Eis que então se fazem destinos de pessoas. Alguns diriam, “Pelo menos eram órfãos, não deixaram saudades e amargos em peitos de famílias inteiramente constituídas”, mas aos que falam e pensam desta forma fica a reflexão de que não importa o lado da maioria que se olha, ainda existe saudade dentro do peito até mesmo dos mais abandonados. Saudade lógica ou ilusória. Seja uma saudade que se institui no passado, ou num presente tendente ao malquerer, mas que ainda ficam marcas maiores às vitimas, isto não se discute.

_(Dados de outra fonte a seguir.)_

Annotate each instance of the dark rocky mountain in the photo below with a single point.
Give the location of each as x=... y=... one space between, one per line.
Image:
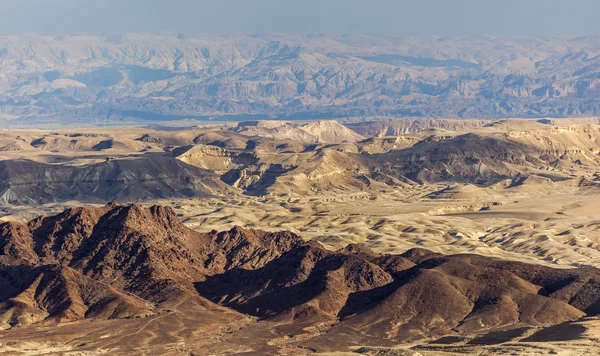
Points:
x=152 y=176
x=167 y=77
x=129 y=262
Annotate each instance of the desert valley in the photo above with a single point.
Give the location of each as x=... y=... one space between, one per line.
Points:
x=387 y=237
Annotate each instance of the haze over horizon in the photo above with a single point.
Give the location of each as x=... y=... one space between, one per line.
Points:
x=460 y=17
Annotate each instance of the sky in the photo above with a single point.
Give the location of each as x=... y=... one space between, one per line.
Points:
x=404 y=17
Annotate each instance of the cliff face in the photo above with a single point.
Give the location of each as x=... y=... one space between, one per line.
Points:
x=162 y=77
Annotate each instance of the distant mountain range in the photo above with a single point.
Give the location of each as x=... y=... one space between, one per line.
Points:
x=149 y=77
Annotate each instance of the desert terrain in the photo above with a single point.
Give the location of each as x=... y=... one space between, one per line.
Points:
x=391 y=237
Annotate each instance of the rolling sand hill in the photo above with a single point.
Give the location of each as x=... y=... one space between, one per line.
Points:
x=502 y=218
x=118 y=264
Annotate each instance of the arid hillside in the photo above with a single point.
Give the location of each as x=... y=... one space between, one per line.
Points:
x=120 y=265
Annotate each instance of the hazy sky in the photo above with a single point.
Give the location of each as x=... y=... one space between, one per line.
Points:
x=494 y=17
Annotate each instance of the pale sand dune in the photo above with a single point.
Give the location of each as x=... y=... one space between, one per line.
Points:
x=545 y=213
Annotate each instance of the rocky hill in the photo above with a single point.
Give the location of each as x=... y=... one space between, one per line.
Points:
x=89 y=78
x=117 y=262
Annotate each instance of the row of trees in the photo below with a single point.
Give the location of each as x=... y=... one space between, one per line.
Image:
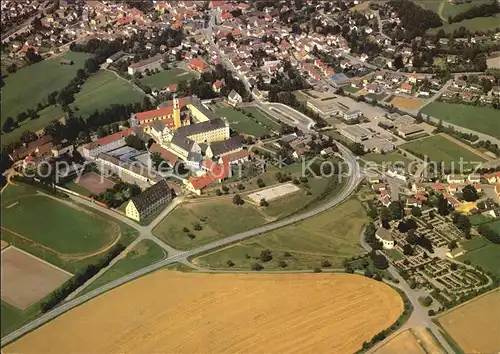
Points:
x=79 y=279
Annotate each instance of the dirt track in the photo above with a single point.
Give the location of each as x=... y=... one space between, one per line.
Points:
x=171 y=312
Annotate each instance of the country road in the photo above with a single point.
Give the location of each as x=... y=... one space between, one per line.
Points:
x=355 y=177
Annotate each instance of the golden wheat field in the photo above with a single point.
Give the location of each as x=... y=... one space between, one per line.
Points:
x=475 y=325
x=172 y=312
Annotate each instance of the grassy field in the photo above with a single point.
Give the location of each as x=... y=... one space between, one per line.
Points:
x=143 y=254
x=262 y=117
x=482 y=119
x=438 y=149
x=53 y=224
x=32 y=84
x=243 y=124
x=332 y=236
x=101 y=91
x=483 y=253
x=218 y=219
x=57 y=233
x=167 y=77
x=478 y=24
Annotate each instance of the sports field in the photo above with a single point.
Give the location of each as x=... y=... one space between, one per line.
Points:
x=483 y=253
x=481 y=119
x=482 y=24
x=143 y=254
x=66 y=235
x=167 y=77
x=406 y=102
x=241 y=123
x=103 y=89
x=27 y=87
x=331 y=236
x=217 y=219
x=440 y=149
x=27 y=279
x=474 y=325
x=172 y=312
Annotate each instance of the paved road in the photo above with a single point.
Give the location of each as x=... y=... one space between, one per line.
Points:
x=419 y=316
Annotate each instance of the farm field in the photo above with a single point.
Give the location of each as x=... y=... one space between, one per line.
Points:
x=406 y=102
x=167 y=77
x=213 y=218
x=243 y=124
x=69 y=237
x=102 y=90
x=482 y=119
x=27 y=279
x=474 y=325
x=478 y=24
x=27 y=87
x=331 y=236
x=143 y=254
x=481 y=252
x=244 y=312
x=417 y=340
x=438 y=148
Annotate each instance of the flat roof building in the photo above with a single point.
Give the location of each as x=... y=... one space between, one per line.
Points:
x=356 y=133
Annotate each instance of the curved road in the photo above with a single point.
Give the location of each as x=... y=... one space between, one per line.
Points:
x=355 y=178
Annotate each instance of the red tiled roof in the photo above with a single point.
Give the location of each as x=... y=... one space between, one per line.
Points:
x=198 y=64
x=165 y=154
x=113 y=137
x=235 y=156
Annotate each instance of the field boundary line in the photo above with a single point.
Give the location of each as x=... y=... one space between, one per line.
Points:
x=465 y=303
x=41 y=260
x=465 y=146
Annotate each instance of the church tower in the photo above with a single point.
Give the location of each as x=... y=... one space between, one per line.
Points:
x=177 y=113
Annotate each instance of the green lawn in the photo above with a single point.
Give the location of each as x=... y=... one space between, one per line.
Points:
x=102 y=90
x=262 y=117
x=45 y=116
x=332 y=236
x=61 y=229
x=143 y=254
x=483 y=253
x=241 y=123
x=438 y=149
x=478 y=24
x=432 y=5
x=321 y=189
x=167 y=77
x=218 y=219
x=482 y=119
x=32 y=84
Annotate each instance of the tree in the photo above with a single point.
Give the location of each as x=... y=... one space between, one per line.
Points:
x=469 y=193
x=416 y=212
x=265 y=256
x=237 y=200
x=408 y=250
x=396 y=210
x=91 y=65
x=380 y=262
x=257 y=267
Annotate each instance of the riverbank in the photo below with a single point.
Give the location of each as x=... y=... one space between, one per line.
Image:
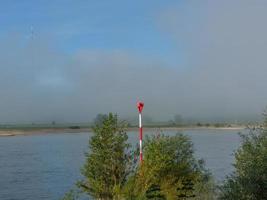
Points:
x=17 y=132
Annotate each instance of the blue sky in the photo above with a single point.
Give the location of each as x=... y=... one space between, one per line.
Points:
x=202 y=59
x=75 y=25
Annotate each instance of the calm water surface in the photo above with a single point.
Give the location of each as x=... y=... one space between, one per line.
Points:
x=46 y=166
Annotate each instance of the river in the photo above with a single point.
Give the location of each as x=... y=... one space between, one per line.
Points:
x=45 y=166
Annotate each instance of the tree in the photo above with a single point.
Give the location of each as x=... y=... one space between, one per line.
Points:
x=99 y=119
x=178 y=119
x=249 y=181
x=108 y=162
x=169 y=171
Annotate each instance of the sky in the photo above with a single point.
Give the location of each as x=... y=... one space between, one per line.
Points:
x=67 y=61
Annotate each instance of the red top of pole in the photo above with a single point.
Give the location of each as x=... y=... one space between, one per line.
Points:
x=140 y=106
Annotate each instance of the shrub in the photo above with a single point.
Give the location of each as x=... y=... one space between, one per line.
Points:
x=249 y=181
x=169 y=171
x=108 y=162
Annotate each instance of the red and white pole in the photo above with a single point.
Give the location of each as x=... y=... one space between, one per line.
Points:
x=140 y=106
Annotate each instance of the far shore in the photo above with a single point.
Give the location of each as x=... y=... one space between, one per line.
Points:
x=18 y=132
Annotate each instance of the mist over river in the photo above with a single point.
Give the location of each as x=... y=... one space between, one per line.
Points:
x=45 y=166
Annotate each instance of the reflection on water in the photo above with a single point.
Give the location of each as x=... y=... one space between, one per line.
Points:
x=46 y=166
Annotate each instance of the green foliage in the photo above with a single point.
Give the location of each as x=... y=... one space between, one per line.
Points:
x=108 y=162
x=169 y=171
x=249 y=182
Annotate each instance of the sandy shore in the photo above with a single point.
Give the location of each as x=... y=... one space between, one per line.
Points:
x=6 y=133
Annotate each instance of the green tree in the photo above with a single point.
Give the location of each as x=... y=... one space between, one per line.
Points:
x=108 y=161
x=249 y=181
x=169 y=171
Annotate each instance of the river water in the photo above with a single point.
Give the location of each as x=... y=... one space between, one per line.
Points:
x=46 y=166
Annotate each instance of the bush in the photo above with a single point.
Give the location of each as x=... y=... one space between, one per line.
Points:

Quanto à vida dos chineses, não estava de fato tão ruim, apenas mudara bruscamente de cursos. O garotinho Long cada vez mais sonhava em voltar, sonhava com a liberdade que tanto falavam em existir naquela simples estátua a erguer para o céu uma tocha atrevida. “Será que um dia voltaremos, ou será que neste céu que nos encontramos talvez haja o mesmo azul do oceano em que viemos?”. Xeng refletia junto, com as mãos dadas a Alicia. Um dia poderão voltar a desfrutar da liberdade como um doce que se abre e devora-se sem dúvida nenhuma. Apesar de distante, podia tocar sua casa com pequenos dedos ao encostá-los em um mapa-múndi, e ao tocá-lo podia saborear do azul, o azul que os separava do doce sonho de casa, o doce som das terras da sua velha e escassa China.